Another common belief is that raw milk contains probiotic bacteria that aid digestion or reduce lactose intolerance. Raw milk does not actually contain probiotic organisms. The bacteria present in unpasteurized milk are environmental contaminants, not the carefully selected strains found in probiotic supplements or fermented foods like yogurt.

Why It Matters During Pregnancy

Pasteurized cheese is especially important for pregnant women, young children, older adults, and anyone with a weakened immune system. Listeria is the primary concern. It can cross the placenta and cause miscarriage, stillbirth, or severe infection in newborns, and pregnant women are significantly more susceptible to listeriosis than the general population.

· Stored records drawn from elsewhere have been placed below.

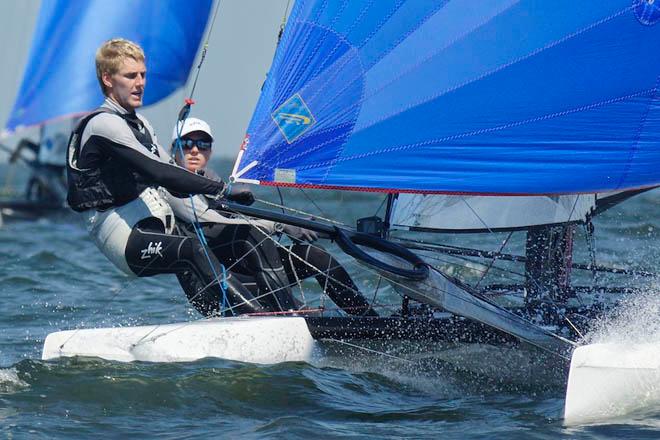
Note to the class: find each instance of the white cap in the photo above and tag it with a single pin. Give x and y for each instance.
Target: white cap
(190, 125)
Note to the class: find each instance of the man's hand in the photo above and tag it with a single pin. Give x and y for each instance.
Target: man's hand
(239, 193)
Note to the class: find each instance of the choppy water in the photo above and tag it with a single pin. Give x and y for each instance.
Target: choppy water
(52, 277)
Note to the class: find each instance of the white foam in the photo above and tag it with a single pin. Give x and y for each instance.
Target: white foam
(635, 321)
(9, 380)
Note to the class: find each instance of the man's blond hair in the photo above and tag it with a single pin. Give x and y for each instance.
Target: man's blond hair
(112, 53)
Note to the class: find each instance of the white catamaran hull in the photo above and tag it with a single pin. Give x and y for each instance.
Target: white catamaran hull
(261, 340)
(612, 380)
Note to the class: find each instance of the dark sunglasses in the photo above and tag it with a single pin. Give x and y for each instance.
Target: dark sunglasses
(201, 145)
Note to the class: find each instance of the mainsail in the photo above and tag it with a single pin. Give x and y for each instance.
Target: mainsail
(505, 97)
(60, 78)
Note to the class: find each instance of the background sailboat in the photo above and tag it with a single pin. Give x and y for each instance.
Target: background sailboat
(59, 81)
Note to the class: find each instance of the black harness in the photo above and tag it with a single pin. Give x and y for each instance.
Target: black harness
(107, 181)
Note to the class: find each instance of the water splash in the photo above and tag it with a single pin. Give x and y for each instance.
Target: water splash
(635, 320)
(10, 382)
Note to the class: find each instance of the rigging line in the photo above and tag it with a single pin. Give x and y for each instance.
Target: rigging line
(494, 258)
(479, 253)
(370, 350)
(297, 211)
(465, 266)
(381, 205)
(313, 202)
(476, 215)
(284, 17)
(268, 237)
(278, 244)
(204, 50)
(298, 280)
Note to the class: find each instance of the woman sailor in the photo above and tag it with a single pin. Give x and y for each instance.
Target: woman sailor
(244, 244)
(114, 169)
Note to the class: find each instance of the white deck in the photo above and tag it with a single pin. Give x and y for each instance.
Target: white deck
(612, 380)
(261, 340)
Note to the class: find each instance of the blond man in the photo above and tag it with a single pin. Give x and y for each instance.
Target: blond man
(115, 167)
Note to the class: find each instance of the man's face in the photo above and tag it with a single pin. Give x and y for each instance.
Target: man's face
(194, 157)
(126, 86)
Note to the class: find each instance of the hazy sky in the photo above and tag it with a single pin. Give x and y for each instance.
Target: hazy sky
(240, 51)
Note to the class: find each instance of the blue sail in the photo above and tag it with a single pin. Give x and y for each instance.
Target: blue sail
(494, 97)
(60, 77)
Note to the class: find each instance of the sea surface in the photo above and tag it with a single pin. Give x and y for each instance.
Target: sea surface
(52, 277)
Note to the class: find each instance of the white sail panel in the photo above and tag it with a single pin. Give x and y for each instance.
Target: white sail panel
(487, 212)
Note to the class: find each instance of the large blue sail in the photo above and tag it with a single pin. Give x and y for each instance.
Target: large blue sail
(490, 97)
(60, 77)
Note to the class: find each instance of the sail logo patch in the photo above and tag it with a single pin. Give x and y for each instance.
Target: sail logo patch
(293, 118)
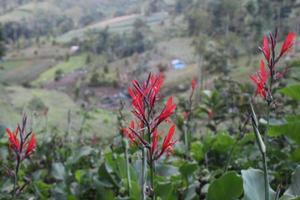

The CDC recommends that pregnant women choose hard cheeses like cheddar, Parmesan, Swiss, and Asiago made from pasteurized milk. Soft cheeses like feta, mozzarella, cottage cheese, cream cheese, and string cheese are also fine when made with pasteurized milk. The cheeses to avoid are any type made from unpasteurized milk and fresh soft cheeses like queso fresco and queso blanco, even if made with pasteurized milk, unless they’ve been heated to 165°F or until steaming hot. The high moisture in these fresh cheeses can still support bacterial growth after production.

How to Check Your Cheese

In the U.S., the label will tell you what you need to know. Look for “made with pasteurized milk” on the ingredient list or packaging. If the cheese is made from raw milk, it will typically say “raw milk” or “unpasteurized.” Imported cheeses sometimes use less obvious language, so check carefully. At restaurants, farmers’ markets, or delis where there’s no label in front of you, asking whether the cheese is pasteurized is perfectly reasonable and something vendors hear regularly.

Shelf life varies by cheese type more than by pasteurization status. Hard pasteurized cheeses like cheddar and Parmesan last weeks to months in the refrigerator. Soft pasteurized cheeses like ricotta and cottage cheese have a shorter window, typically one to two weeks after opening. Pasteurized cheeses do benefit from lower acidity and reduced bacterial loads, which can help inhibit the growth of organisms like Listeria during storage, particularly in semi-hard varieties like Gouda.